In 2003, Kofola Holding a.s. filed an application to register a CTM for the bottle below which had the word “snipp” engraved at the bottom, for various classes of goods including coffee, tea and fruit juice.

Weldebrau GmbH & Co KG opposed the application under on the grounds that it was similar to its own trade mark (see below) and registered under similar classes of goods and thus there existed a likelihood of confusion. The Opposition Division originally rejected the opposition in its entirety. Weldebrau appealed and the Fourth Board of Appeal dismissed the appeal, finding that there was no likelihood of confusion due to the average degree of distinctiveness of Weldebrau’s mark and the significant differences between the signs. Weldebrau appealed to the General Court, arguing that the Board had erred in its assessment of a likelihood of confusion between the marks.


In assessing the similarity of the marks, the Court found that, as it was a three-dimensional mark, it could only undertake a visual assessment. As Weldebrau’s mark did not incorporate any wording and the word "snipp" on Kofola’s mark was small and difficult to see, no phonetic analysis could be carried out. No conceptual comparison could be made as the marks did not convey any meaning.

The Court found that the Board had held correctly that there were visually significant differences between the marks. Weldebrau’s mark depicted a longer, slimmer and more delicate bottle shape than that of Kofola’s. Further, although both necks were helical, they had different spirals: the neck of Weldbrau's mark was thinner, with only two helical turns, whereas Kofola's mark was wider and had four helical turns. The actual shape of each neck was different. The Court found, therefore, that there was only a low degree of visual similarity between the marks.

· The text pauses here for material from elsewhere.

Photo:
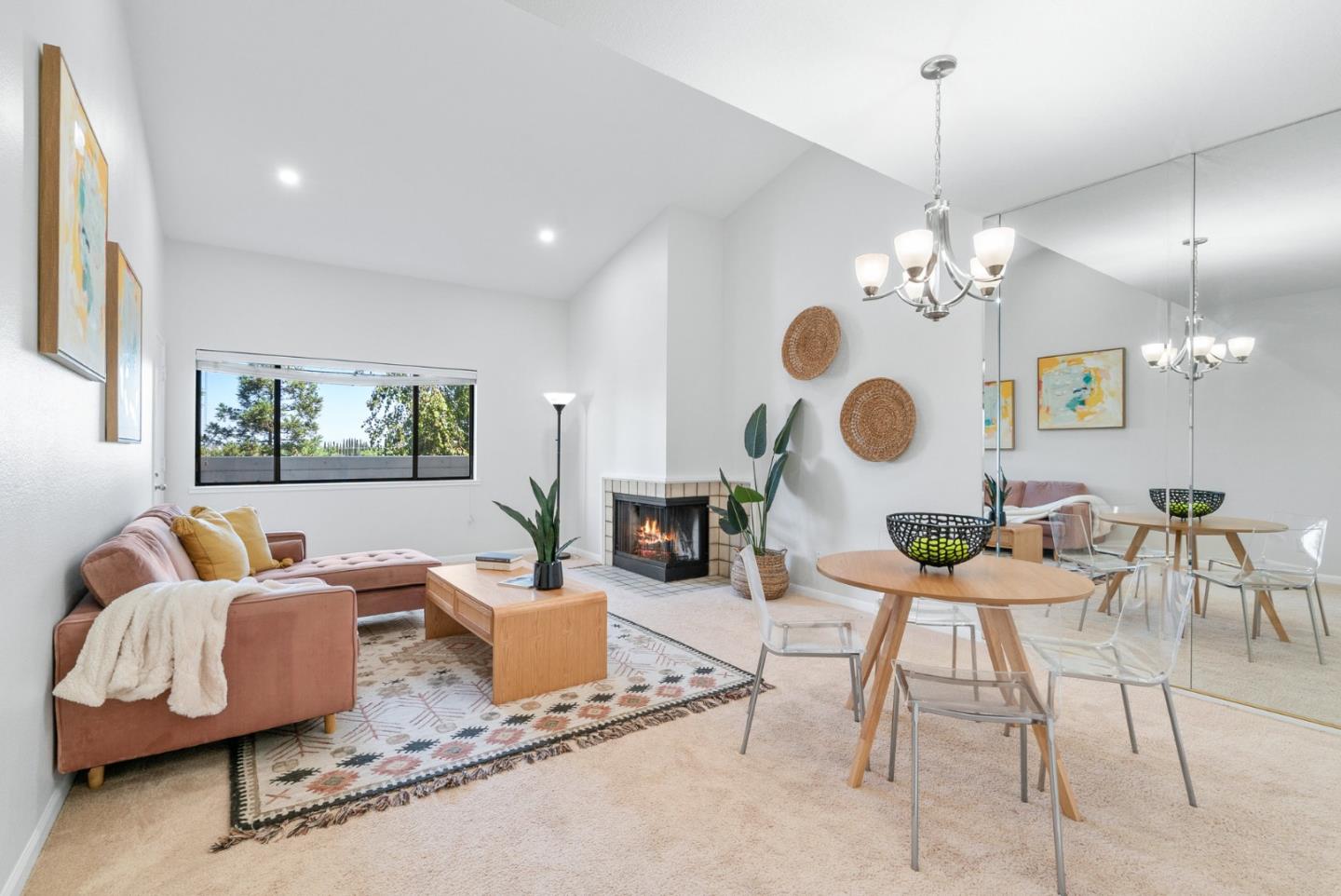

As for the likelihood of confusion, the Court noted that, according to case law, in carrying out a global assessment, a low degree of similarity between the marks may be offset by a high degree of similarity between the goods and vice versa. Despite the fact that the goods were identical and very similar, the Court did not find any likelihood of confusion since Weldebrau’s mark had only an average degree of distinctiveness and it had not submitted any evidence of the mark having acquired increased distinctiveness by virtue of its intensive use or reputation. In essence, Weldebrau was asking the Court to find a likelihood of confusion based on the fact that the two bottle shapes had a spiral neck. However, since there were significant differences between each of the spiral necks, there could be no likelihood of confusion even though the goods were identical and very similar. The Court also held that the consumer would place more importance on a label or logo affixed to the bottle rather than its physical appearance. Weldebrau's appeal was therefore dismissed in its entirety.


Weldebrau had submitted that it had received various prizes for the special design of the bottle, which, it said, confirmed the unique and unusual appearance of its bottle mark. However, this did not, in the Court's view, show that the bottle shape was more than averagely distinctive as a trade mark. It would seem that what might have helped Weldebrau would have been to prove that its mark had acquired more than average distinctiveness through intensive use and reputation and was therefore more powerful as an indicator of origin than any label that might be affixed to it.